A tracker variable rate is a fixed margin over ECB.  So if PTSB tell you that the rate will be ECB + 1.68%, that rate would be 4.18% now (ECB is 2.5% + 1.68%).  If ECB goes down by 0.5%, your rate goes down by 0.5%.  If ECB goes up by 0.5%, your rate goes up by 0.5%.  But the 1.68% margin should remain constant if it's a tracker.


----------



## Thrifty1 (9 Dec 2008)

peelaaa said:


> Will PTSB increase the +1.68% tracker rate if ECB reduces the rate ?
> 
> I am due to come off my discounted tracker in april 2009 and PTSB told me I would go on a tracker of +1.68%. Is that only for now or will it increase if the ECB reduces the rate again before april.


 
Hi i understand what you mean, will they change the margin (+1.68) if ECB reduce rates further. Thats what i would like to know too. Im due off discounted rate in May 2009 and just received a letter this morning stating ill be put on whatever rate is available on the day ????

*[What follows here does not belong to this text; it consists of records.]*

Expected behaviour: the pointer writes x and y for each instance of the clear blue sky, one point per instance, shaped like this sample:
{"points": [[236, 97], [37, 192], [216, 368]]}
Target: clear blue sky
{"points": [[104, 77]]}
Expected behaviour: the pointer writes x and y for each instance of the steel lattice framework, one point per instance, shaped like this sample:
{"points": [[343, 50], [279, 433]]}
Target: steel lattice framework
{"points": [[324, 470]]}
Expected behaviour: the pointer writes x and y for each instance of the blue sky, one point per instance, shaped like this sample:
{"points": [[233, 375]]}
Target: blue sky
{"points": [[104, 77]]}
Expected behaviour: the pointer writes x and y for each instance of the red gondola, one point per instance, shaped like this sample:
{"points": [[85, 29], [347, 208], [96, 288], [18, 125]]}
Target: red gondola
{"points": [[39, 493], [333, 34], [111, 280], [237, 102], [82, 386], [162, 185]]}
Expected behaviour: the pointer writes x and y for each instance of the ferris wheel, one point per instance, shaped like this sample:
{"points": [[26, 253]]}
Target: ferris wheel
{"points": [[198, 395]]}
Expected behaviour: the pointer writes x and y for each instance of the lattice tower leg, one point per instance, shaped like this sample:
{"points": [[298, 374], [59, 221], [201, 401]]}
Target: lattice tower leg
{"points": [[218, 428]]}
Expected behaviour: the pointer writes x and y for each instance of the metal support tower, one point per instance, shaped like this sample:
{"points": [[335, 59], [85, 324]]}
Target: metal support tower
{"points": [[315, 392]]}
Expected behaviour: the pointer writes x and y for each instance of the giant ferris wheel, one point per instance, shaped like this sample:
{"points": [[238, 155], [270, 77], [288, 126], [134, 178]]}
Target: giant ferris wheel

So they are leaving themselves open to charge me possibly a higher rate that 1.68% if ECB rates are reduced further thereby making more money.

Sorry to intrude on your post but does anyone know if i can force them to set a rate for me now?


----------



## PaddyW (9 Dec 2008)

Is it not stated in the T&C's of your loan offer exactly what rate you'll be put on when the discount rate expires?


----------



## rmelly (9 Dec 2008)

This has been discussed a few times before, particularly for PTSB - depending on when drawn down, the mortgage offer may have an explicit rate OR may say it will revert to the current tracker rate at the end of the discount period (in this case April 2009).

I seem to recall PTSB saying after the latest cut that they may (i.e. won't) pass on full ECB cuts in future.

Also PTSB have a paragraph saying they can change what rate they track if ECB gets out of sync with the rate they borrow at (LIBOR?).


----------